Republican House incumbents and Senate candidates have often pointed to a failed Obamacare repeal effort last year as evidence that they would maintain protections for those with pre-existing conditions.

However, independent analyst after analyst has concluded that the House-passed repeal bill actually would have weakened Obamacare's protections. It would have allowed states to let insurers charge higher premiums to those with pre-existing conditions if they let their coverage lapse and if the state set up a high-risk program. It also would have let states apply for waivers to sell plans that don't cover all of Obamacare's mandated health benefits, such as maternity, mental health and prescription drugs.

The bill included $138 billion to create a stability fund to help lower consumers' and insurers' costs, including $8 billion over five years to support those with costly medical conditions, but experts said it was nowhere near enough.

The result in some states, the nonpartisan Congressional Budget Office said at the time, would be a pre-Obamacare health care landscape in which "people with high expected medical costs were often unable to obtain coverage."

"All the parts matter," said Karen Pollitz, a senior fellow at the Kaiser Family Foundation. "If you had a dam that blocked an entire river and then you took that out and then you just put back a couple of rocks, with gaps in between, it wouldn't be the same."

Still, Republicans have insisted industry and government experts are all somehow mistaken -- and that nonpartisan analyses of the GOP's bill are simply wrong.

In Arizona, Rep.
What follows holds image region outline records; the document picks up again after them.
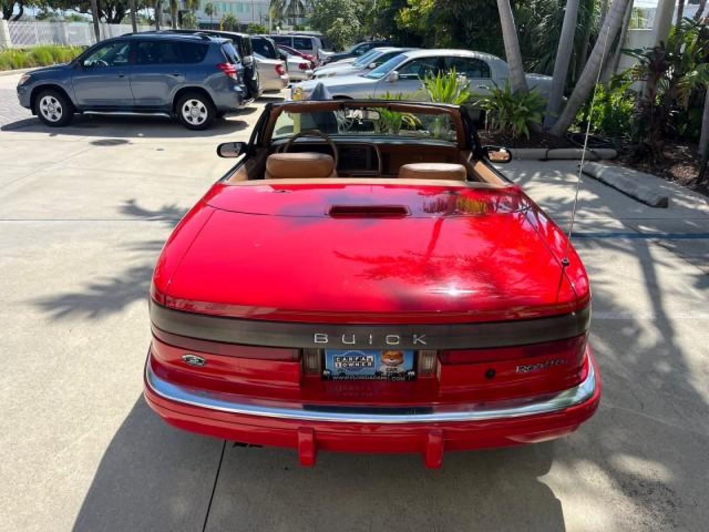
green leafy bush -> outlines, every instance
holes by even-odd
[[[608,87],[599,84],[593,108],[589,100],[579,111],[574,125],[585,131],[590,116],[592,133],[611,138],[630,138],[637,99],[628,84],[611,83]]]
[[[530,137],[530,126],[542,123],[546,100],[537,91],[513,92],[509,82],[504,87],[490,88],[489,96],[480,98],[473,106],[486,111],[493,129],[517,138]]]
[[[0,51],[0,70],[65,63],[77,57],[83,50],[82,46],[59,45],[45,45],[26,49],[9,48]]]

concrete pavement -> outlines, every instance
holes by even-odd
[[[574,244],[604,397],[569,438],[449,454],[439,471],[328,453],[306,470],[291,451],[164,425],[141,397],[152,267],[230,166],[216,145],[246,140],[257,116],[198,135],[125,118],[0,125],[0,530],[705,529],[709,205],[681,189],[652,209],[584,184]],[[563,223],[575,166],[501,167]]]

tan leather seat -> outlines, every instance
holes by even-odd
[[[267,179],[337,177],[335,160],[325,153],[274,153],[266,160]]]
[[[462,165],[448,162],[413,162],[399,168],[399,179],[452,179],[465,181],[467,172]]]

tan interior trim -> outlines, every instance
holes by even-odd
[[[279,184],[406,184],[406,185],[429,185],[432,187],[456,187],[468,189],[504,189],[513,185],[501,180],[500,184],[481,183],[474,181],[459,181],[454,179],[403,179],[398,177],[337,177],[335,179],[325,178],[313,179],[252,179],[250,181],[228,182],[228,184],[235,187],[259,187],[265,185],[272,187]]]

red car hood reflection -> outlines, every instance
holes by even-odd
[[[411,323],[576,309],[516,187],[218,184],[197,209],[213,212],[166,287],[184,310]]]

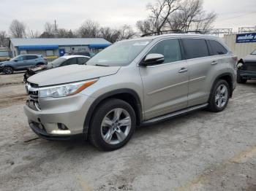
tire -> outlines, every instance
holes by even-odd
[[[39,66],[45,66],[45,64],[44,64],[43,63],[37,63],[36,66],[39,67]]]
[[[236,82],[238,84],[245,84],[247,82],[246,79],[244,79],[241,77],[240,77],[240,75],[238,74],[237,75],[237,78],[236,78]]]
[[[230,89],[227,81],[223,79],[217,81],[210,95],[208,110],[213,112],[223,111],[228,104],[230,92]]]
[[[11,66],[5,66],[4,68],[4,73],[5,74],[13,74],[13,69]]]
[[[128,103],[109,99],[96,109],[90,126],[89,140],[93,145],[105,151],[118,149],[129,141],[135,131],[135,113]]]

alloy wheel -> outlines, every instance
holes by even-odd
[[[127,111],[116,108],[108,112],[102,122],[101,135],[109,144],[118,144],[125,140],[131,130],[132,120]]]
[[[222,108],[227,103],[228,90],[227,86],[220,85],[215,94],[215,104],[217,107]]]

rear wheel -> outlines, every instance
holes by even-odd
[[[223,111],[229,101],[230,87],[228,83],[223,79],[217,82],[211,93],[208,109],[214,112]]]
[[[103,150],[114,150],[124,146],[136,126],[132,107],[119,99],[110,99],[96,110],[91,122],[89,139]]]
[[[12,74],[13,69],[11,66],[5,66],[4,68],[4,73],[6,74]]]

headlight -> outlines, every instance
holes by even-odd
[[[60,98],[73,96],[95,83],[98,79],[39,88],[39,97]]]

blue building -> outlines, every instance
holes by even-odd
[[[21,54],[39,54],[46,58],[54,59],[69,51],[97,53],[110,44],[110,42],[102,38],[11,38],[9,47],[12,57]]]

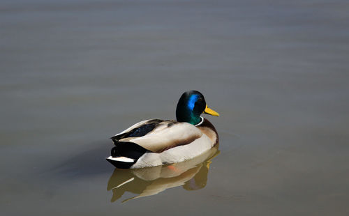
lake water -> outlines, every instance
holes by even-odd
[[[1,1],[0,27],[1,215],[349,215],[348,1]],[[105,161],[191,89],[218,150]]]

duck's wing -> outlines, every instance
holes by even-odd
[[[200,130],[187,123],[151,119],[138,123],[112,139],[114,142],[133,142],[148,151],[161,153],[188,144],[202,136]]]
[[[111,137],[114,142],[126,137],[142,137],[153,130],[158,124],[164,121],[161,119],[148,119],[134,124],[126,130]]]

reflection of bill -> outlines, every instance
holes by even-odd
[[[124,201],[155,195],[181,185],[186,190],[203,188],[206,186],[211,160],[219,153],[216,146],[198,157],[176,164],[139,169],[115,169],[107,187],[107,190],[112,190],[111,201],[119,199],[126,192],[139,195]]]

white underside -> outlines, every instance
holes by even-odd
[[[139,169],[182,162],[204,153],[214,144],[206,134],[202,134],[190,144],[177,146],[161,153],[145,153],[131,168]]]

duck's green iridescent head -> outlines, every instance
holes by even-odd
[[[197,125],[200,122],[200,115],[202,113],[219,116],[216,111],[207,107],[204,95],[198,91],[186,91],[181,95],[176,109],[177,121]]]

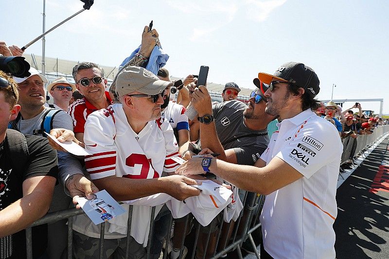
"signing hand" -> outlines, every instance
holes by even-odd
[[[50,135],[55,137],[58,141],[61,143],[63,143],[66,141],[70,141],[75,142],[76,144],[81,146],[83,148],[85,146],[84,143],[78,141],[74,137],[74,133],[70,130],[66,129],[53,129],[50,131]],[[51,138],[49,138],[49,143],[54,149],[67,152],[62,147],[58,144],[55,141]]]
[[[199,190],[191,186],[201,184],[195,180],[182,175],[170,175],[160,177],[159,180],[164,182],[165,192],[179,201],[200,194]]]
[[[73,197],[73,203],[76,205],[76,208],[80,208],[77,199],[80,197],[85,197],[88,200],[92,198],[92,193],[99,191],[96,186],[82,174],[77,174],[71,176],[65,184],[71,196]]]

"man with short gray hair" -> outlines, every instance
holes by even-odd
[[[165,89],[172,84],[143,68],[126,67],[116,78],[115,94],[120,103],[88,116],[84,140],[86,148],[92,155],[86,156],[87,171],[100,190],[106,190],[117,200],[161,192],[182,200],[200,193],[190,186],[197,184],[193,179],[179,175],[160,177],[162,172],[174,173],[179,165],[172,159],[178,155],[173,129],[167,120],[160,118]],[[148,211],[138,207],[133,208],[133,222],[148,224]],[[139,213],[144,216],[134,219]],[[104,255],[124,258],[126,235],[110,231],[118,229],[112,223],[106,224]],[[73,256],[96,258],[100,227],[91,222],[82,227],[73,224]],[[132,235],[130,253],[142,258],[145,254],[139,243],[142,242],[132,232]]]

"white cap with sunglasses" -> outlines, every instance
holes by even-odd
[[[161,80],[147,69],[138,66],[127,67],[120,71],[116,79],[116,94],[123,96],[135,91],[155,95],[162,92],[171,82]]]
[[[67,86],[70,86],[71,87],[71,92],[76,90],[76,86],[73,84],[71,84],[68,82],[66,79],[63,76],[60,76],[58,78],[56,78],[53,81],[53,82],[47,86],[47,91],[50,92],[50,90],[53,90],[54,86],[63,86],[64,87],[62,89],[66,88]]]

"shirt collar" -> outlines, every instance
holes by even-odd
[[[106,94],[106,100],[109,104],[113,104],[113,102],[112,101],[112,98],[111,98],[111,97],[109,96],[109,93],[106,91],[105,93]],[[97,108],[95,107],[93,104],[91,104],[88,100],[87,100],[85,97],[84,97],[84,100],[85,101],[85,106],[87,106],[87,108],[92,110],[97,109]]]
[[[283,120],[281,123],[284,121],[289,121],[296,126],[299,126],[304,123],[308,119],[313,116],[317,116],[316,113],[312,111],[310,108],[308,108],[305,111],[300,113],[294,117],[289,119]]]

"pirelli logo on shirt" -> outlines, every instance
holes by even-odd
[[[297,144],[297,147],[299,148],[301,150],[303,150],[306,152],[307,153],[311,155],[313,157],[314,157],[315,155],[316,155],[316,153],[314,152],[312,149],[306,147],[305,146],[301,144],[301,143],[299,143]]]
[[[319,151],[321,149],[323,145],[322,143],[310,136],[304,136],[302,138],[302,142],[306,143]]]

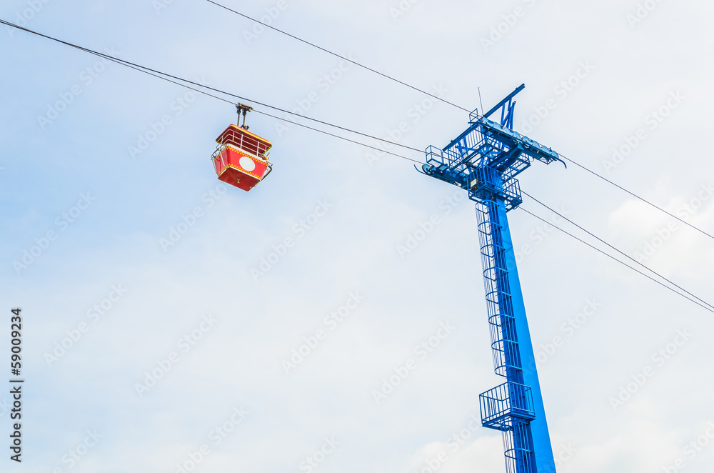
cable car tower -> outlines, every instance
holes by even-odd
[[[508,473],[555,473],[506,212],[523,201],[518,174],[536,160],[560,160],[550,148],[513,130],[513,97],[525,87],[483,116],[471,112],[466,131],[443,149],[426,149],[422,169],[468,191],[476,202],[493,366],[506,378],[479,396],[481,424],[503,432]],[[500,123],[489,120],[499,109]]]

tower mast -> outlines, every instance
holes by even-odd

Martha McSally, the Republican running against Democratic Rep. Kyrsten Sinema for the Senate, on Wednesday launched a new TV ad claiming she was "leading the fight" to "force insurance companies to cover pre-existing conditions."

The ad ignores the reality that Obamacare already forced insurers to cover those with pre-existing conditions. Democrats support keeping those protections in place; only Republicans have fought to change the law.

To explain her claims, McSally has pointed to the failed House GOP-passed bill -- including the $8 billion, which was added through an amendment McSally cosponsored.

In an email, McSally spokeswoman Torunn Sinclair acknowledged that analysts have concluded $8 billion wasn't enough, but said "these same estimates also don't account for potential savings from reducing health care costs by allowing new and innovative new ways to provide health coverage."

In Phoenix, Sinema told reporters that McSally's new ad "tries to pretend she supports protecting people with pre-existing conditions. But you can't run from your voting record in Arizona."